My dataframe looks like this: The specific values for a respective entity are at the same index of the list in a consistent way overarching all shown columns.
column_1                                       | [2022-08-05 03:38...
column_2                                       | [inside, inside, ...
column_3                                       | [269344c6-c01c-45...
column_4                                       | [ff870660-57ce-11...
column_5                                       | [Mannheim, Mannhe...
column_6                                       | [26, 21, 2, 8]      
column_7                                       | [fa8103a0-57ce-11...

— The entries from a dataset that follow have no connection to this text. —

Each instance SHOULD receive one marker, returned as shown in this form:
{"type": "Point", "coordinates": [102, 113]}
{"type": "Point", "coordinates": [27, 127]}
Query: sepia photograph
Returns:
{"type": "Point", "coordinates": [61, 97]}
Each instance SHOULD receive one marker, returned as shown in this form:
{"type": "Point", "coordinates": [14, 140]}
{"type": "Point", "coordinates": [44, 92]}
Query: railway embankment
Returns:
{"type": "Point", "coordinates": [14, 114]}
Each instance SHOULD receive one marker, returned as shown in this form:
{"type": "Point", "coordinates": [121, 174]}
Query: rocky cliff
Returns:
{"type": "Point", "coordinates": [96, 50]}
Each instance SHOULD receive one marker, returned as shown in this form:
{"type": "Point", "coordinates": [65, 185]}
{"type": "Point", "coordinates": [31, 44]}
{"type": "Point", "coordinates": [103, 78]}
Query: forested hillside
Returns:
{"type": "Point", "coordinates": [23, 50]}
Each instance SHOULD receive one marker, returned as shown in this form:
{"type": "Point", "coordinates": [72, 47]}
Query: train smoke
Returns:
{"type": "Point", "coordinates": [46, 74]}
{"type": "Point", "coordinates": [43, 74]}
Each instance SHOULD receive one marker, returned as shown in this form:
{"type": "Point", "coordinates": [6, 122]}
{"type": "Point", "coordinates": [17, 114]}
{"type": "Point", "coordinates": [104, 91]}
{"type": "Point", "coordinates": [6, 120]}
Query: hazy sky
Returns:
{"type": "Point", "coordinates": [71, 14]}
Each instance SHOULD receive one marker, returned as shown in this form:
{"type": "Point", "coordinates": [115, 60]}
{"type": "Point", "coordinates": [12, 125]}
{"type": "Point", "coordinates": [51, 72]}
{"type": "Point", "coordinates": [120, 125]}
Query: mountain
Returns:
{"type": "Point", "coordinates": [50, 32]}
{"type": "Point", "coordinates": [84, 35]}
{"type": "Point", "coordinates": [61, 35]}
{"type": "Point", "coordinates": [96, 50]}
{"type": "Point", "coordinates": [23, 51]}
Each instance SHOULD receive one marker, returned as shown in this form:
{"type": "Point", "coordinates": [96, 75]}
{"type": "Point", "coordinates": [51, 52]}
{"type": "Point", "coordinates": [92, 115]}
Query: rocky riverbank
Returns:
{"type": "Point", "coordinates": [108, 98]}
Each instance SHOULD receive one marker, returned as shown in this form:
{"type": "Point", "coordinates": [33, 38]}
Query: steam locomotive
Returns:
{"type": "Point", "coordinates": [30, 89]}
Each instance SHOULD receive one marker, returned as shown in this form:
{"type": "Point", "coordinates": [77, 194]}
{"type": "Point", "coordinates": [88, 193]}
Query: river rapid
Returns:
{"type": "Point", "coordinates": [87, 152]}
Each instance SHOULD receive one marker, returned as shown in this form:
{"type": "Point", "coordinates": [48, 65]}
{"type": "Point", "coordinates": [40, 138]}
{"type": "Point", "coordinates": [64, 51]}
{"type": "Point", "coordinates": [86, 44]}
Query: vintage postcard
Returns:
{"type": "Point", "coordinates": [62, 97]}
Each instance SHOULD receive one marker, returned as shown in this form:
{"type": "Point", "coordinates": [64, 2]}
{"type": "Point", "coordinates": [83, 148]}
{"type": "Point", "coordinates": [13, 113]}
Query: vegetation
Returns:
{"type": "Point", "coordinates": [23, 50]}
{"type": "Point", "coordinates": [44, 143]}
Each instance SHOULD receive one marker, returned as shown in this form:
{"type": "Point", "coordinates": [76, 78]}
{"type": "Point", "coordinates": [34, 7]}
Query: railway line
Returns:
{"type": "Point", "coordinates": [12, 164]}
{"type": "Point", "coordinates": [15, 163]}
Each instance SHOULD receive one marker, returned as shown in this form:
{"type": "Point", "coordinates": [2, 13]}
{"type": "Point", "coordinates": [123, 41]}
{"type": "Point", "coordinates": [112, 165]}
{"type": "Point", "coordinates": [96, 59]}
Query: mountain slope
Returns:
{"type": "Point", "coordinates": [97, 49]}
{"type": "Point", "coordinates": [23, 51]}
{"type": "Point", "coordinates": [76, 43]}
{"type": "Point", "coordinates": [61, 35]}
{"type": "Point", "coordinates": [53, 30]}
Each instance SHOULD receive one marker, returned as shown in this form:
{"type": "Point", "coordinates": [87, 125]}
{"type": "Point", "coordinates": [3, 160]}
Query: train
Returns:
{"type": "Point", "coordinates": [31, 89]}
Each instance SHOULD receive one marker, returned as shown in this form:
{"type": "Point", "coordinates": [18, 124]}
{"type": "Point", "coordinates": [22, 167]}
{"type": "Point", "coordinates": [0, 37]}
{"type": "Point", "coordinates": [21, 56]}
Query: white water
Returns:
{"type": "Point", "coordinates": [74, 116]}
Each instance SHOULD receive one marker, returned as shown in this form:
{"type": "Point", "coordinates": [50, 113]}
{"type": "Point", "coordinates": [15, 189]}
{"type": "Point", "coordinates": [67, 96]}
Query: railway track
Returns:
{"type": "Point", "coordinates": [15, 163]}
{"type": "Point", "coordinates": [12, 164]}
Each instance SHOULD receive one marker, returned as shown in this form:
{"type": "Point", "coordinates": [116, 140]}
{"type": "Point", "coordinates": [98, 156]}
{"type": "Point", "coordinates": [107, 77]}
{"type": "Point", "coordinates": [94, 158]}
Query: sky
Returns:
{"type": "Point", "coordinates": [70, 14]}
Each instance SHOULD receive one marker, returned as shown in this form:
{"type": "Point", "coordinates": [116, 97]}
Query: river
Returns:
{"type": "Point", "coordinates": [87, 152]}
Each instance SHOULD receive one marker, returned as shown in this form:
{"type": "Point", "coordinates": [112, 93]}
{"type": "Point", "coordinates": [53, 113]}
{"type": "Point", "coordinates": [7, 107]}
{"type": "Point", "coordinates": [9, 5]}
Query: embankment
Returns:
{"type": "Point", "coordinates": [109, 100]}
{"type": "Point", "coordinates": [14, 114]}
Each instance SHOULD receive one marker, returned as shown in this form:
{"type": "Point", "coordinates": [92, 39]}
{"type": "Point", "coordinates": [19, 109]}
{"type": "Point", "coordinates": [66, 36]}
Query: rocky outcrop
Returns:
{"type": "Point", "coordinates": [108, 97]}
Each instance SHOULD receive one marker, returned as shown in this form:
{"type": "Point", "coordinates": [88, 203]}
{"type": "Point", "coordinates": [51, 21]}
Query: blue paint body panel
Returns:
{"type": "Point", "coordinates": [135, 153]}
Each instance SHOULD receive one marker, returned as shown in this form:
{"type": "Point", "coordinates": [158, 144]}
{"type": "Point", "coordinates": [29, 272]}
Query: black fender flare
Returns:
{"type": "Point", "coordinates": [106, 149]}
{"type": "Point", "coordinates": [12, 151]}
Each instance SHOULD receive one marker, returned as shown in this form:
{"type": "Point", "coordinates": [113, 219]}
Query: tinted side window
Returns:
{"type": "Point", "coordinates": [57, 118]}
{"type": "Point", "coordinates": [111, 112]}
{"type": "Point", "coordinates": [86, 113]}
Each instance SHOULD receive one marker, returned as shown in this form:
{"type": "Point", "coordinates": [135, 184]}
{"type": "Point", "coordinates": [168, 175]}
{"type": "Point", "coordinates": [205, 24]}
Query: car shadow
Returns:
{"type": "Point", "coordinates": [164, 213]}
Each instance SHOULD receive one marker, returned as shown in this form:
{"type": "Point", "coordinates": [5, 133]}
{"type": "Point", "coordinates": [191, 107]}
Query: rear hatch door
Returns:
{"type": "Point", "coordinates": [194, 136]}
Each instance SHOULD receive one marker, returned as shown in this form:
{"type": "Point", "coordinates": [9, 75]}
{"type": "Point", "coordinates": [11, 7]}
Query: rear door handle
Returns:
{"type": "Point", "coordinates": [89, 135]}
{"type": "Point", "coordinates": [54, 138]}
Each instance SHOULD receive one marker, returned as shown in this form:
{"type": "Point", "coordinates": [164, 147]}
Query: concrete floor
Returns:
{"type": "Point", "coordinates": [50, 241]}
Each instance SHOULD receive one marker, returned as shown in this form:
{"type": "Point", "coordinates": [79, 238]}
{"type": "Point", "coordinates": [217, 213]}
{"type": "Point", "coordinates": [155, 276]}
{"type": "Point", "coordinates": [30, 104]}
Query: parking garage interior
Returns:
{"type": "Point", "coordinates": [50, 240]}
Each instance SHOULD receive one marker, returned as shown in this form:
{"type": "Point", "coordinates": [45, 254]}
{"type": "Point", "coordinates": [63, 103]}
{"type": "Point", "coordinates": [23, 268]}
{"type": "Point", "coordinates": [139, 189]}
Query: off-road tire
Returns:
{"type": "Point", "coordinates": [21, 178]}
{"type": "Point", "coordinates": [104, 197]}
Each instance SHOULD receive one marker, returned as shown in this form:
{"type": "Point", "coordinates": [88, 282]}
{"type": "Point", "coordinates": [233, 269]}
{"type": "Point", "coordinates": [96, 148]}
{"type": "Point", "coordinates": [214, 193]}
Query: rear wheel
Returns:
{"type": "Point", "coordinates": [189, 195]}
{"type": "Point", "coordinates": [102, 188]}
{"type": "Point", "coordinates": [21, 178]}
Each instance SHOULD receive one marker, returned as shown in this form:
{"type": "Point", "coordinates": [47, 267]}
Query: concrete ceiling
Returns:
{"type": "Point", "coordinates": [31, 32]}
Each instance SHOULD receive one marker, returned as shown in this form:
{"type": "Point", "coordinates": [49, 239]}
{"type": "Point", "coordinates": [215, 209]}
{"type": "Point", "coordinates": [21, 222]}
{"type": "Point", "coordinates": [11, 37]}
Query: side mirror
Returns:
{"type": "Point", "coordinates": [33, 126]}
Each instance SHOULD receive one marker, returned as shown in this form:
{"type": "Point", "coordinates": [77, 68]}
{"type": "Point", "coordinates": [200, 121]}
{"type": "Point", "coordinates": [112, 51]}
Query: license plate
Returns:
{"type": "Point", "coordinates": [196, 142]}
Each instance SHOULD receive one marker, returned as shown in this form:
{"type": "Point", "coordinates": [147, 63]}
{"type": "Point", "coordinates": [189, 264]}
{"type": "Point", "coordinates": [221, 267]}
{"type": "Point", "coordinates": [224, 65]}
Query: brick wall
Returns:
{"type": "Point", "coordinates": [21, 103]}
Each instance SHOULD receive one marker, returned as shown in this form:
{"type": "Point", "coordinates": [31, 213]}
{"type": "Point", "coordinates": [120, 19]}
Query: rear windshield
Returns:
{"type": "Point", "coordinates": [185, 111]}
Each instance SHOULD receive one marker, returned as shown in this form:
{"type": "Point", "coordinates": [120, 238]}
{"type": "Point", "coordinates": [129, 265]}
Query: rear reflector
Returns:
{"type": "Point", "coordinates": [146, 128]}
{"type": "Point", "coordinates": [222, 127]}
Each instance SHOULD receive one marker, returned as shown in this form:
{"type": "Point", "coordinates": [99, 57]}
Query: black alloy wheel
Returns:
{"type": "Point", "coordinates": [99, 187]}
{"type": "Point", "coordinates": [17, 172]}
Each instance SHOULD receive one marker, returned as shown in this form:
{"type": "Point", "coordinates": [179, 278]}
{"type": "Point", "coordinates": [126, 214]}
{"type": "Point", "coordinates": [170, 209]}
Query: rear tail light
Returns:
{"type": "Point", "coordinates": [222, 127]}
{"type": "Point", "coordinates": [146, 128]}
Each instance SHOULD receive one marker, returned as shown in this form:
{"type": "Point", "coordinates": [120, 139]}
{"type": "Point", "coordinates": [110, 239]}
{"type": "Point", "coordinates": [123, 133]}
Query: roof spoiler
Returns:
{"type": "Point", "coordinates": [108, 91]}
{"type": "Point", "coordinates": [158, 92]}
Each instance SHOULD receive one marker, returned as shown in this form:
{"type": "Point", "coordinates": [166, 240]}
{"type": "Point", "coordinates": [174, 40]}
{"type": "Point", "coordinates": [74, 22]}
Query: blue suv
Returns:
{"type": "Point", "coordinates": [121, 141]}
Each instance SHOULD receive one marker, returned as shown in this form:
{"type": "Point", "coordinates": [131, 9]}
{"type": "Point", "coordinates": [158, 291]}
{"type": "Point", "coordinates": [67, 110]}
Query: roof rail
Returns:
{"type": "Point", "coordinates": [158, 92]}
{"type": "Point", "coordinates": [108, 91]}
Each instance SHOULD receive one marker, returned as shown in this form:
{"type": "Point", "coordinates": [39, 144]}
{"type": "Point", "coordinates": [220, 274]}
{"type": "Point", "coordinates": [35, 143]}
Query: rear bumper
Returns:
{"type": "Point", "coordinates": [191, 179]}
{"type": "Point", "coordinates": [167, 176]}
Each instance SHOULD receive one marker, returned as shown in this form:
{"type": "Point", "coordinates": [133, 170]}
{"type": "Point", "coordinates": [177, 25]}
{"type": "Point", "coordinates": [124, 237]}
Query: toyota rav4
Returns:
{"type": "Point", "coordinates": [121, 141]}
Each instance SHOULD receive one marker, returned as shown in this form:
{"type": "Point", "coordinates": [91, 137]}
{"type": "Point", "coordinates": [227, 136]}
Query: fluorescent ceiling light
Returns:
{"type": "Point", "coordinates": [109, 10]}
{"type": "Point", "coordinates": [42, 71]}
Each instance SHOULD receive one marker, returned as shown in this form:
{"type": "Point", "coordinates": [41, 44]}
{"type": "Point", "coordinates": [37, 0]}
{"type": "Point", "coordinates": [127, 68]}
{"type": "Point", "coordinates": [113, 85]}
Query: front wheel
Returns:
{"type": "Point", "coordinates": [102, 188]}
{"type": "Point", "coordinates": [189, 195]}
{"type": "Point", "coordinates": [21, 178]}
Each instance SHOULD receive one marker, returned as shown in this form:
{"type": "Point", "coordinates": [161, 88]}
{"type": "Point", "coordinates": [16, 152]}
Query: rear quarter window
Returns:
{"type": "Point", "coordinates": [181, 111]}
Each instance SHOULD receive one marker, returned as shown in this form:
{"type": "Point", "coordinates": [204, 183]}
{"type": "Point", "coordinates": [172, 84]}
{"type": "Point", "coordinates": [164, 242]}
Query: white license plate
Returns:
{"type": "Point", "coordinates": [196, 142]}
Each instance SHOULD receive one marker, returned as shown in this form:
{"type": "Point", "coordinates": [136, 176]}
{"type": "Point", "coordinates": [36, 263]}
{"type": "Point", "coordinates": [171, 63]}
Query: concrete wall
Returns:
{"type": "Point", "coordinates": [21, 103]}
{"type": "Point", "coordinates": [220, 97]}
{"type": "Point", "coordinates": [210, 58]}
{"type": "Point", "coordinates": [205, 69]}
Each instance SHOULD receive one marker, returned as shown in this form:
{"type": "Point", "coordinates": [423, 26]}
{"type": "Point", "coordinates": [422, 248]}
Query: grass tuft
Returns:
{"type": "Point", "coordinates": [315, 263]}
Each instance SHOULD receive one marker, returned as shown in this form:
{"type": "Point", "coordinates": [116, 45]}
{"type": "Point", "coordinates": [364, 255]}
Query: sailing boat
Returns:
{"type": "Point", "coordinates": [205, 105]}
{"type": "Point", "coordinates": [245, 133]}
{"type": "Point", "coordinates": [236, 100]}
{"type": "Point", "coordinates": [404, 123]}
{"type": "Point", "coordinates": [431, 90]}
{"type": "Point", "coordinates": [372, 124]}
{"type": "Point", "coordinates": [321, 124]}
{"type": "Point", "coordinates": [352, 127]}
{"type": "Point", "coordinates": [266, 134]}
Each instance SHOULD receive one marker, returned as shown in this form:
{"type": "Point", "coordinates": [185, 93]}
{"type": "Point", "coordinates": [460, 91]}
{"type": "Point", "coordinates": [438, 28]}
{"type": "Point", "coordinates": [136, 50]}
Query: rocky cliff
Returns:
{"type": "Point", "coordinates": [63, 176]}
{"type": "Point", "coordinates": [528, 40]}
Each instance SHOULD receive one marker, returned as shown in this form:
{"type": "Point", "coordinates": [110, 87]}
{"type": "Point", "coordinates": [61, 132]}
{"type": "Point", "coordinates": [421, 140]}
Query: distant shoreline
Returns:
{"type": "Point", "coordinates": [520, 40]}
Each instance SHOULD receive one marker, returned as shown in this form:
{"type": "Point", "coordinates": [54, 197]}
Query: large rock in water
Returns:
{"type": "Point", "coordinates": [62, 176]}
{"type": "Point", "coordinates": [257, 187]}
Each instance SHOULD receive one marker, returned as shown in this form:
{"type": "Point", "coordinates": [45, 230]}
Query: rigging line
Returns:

column_8                                       | [ATG1, ATG3, Variable1...
My Approach:
#Get columns
df_colum_names = list(df.schema.names)
# Set condition with a expression
filter_func = ("filter(geofenceeventtype,spatial_wi_df -> df.column_8 == 'Variable1')")
geofence_expr= f"transform(sort_array({filter_func}), x -> x."
geofence_prefix = "geofence_sorted"
# extract to new columns
for col in df_colum_names:
        df = df.withColumn(
        geofence_prefix + col,
        F.element_at(
        F.expr(geofence_expr + col.replace("_", ".") + ")"), 1),)
In this way i want to create columns only with the specific values of entity 'Variable1' and then drop all rows without data from this entity.
The error message:
Can't extract value from lambda df#2345: need struct type but got string
So there are rows where the value of the column is just one value as a String and not a Structtype, how to deal with this problem?